As prosecutors are civil servants, Kao said Ma could have the justice minister or state public prosecutor-general mete out punishment had Hou done anything wrong.
Ma could also make efforts to improve the evaluation system of prosecutors, strengthen their exit mechanism or ask the government watchdog, the Control Yuan, to step in.
With its legislative majority, Kao said Ma could also ask the Chinese Nationalist Party (KMT) to amend the laws and make the system better rather than seeking personal justice at the expense of others.
UNCONSTITUTIONAL
Kao said the system of committal for trial was problematic and flawed, with some criminal litigation experts considering it unconstitutional.
While the prosecutor, in this case Hou, was cleared of the forgery charges by the district court and high court, the accused, in this case Ma, requested another court to decide the propriety of the rulings of the district and high courts.
“It is like having the player be the umpire,” he said. “I don’t know how the president’s appeal would help improve the judiciary.”
Chen Yen-hui (陳延輝), a professor at National Taiwan Normal University’s Graduate Institute of Political Science, said Ma could have the Ministry of Justice or state public prosecutor-general punish Hou had he forged the document in question, adding that Ma would not have any problem seeing Hou dismissed if Ma’s claim proved true.
“But I find Ma’s decision very strange,” Chen said. “I thought the president’s job was to deal with daily state affairs, but it seems he is more concerned about how to make all prosecutors do what he wants.”
By going after Hou, Chen said Ma was sending out a message to other prosecutors that he cannot be touched, or they would end up like Hou.
If Ma was serious about judicial reform, Chen said he could hire someone he trusts to do the job, but what he was doing now seemed to be “killing the chicken to scare the monkeys.”
Huang Chii-chen (黃啟禎), a law professor at Tunghai University, said if Ma meant what he said by serving the public interest, he should revamp the system so more people would benefit from it.
Ma’s move might draw much media attention, but it also intimidated the judiciary, Huang said.
While Ma has said he wanted to see prosecutors record the questioning process more accurately, Huang said he had not seen Ma present any concrete measure to achieve this goal.

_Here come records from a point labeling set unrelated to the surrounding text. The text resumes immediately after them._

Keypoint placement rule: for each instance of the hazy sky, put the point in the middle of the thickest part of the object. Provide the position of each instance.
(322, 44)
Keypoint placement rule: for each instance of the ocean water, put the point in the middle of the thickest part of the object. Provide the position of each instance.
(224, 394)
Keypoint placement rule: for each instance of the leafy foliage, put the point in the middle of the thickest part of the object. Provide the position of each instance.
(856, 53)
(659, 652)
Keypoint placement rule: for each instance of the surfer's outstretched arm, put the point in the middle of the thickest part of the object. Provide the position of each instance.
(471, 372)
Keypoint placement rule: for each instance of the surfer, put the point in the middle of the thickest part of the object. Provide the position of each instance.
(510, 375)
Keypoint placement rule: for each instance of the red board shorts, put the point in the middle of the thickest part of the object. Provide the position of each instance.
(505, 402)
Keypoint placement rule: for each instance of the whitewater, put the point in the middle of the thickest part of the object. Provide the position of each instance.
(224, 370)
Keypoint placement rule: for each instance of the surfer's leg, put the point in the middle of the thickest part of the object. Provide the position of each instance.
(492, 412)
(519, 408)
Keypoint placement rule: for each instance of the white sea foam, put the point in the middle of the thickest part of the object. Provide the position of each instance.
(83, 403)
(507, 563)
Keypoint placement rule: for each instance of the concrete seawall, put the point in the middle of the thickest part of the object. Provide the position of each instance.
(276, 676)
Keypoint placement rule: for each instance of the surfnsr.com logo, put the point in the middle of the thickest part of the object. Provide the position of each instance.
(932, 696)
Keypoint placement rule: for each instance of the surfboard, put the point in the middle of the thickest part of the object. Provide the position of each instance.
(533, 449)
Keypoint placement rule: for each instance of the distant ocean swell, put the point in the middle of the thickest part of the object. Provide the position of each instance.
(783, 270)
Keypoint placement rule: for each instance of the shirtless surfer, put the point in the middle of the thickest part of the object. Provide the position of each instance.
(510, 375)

“His argument makes sense, but between coming after a prosecutor and amending the law, it is more appropriate for the president to choose the latter,” he said.
“There shouldn’t be any problem for the KMT to revise any law because it enjoys a majority in the legislature,” he said.
Lin Ming-hsin (林明昕), a law professor at National Taiwan University, said that from the legal viewpoint, the president was entitled to sue anyone, and it was his right to justify such an action.
JUDGMENT
“For the president, he must make the best political judgment possible,” he said.
From the non-legal point of view, Lin said he did not see any meaning to Ma’s move except for political considerations.
Lin said that he suspected it was a scheme aimed at using his old litigation to revitalize public interest in the legal case against former president Chen Shui-bian (陳水扁).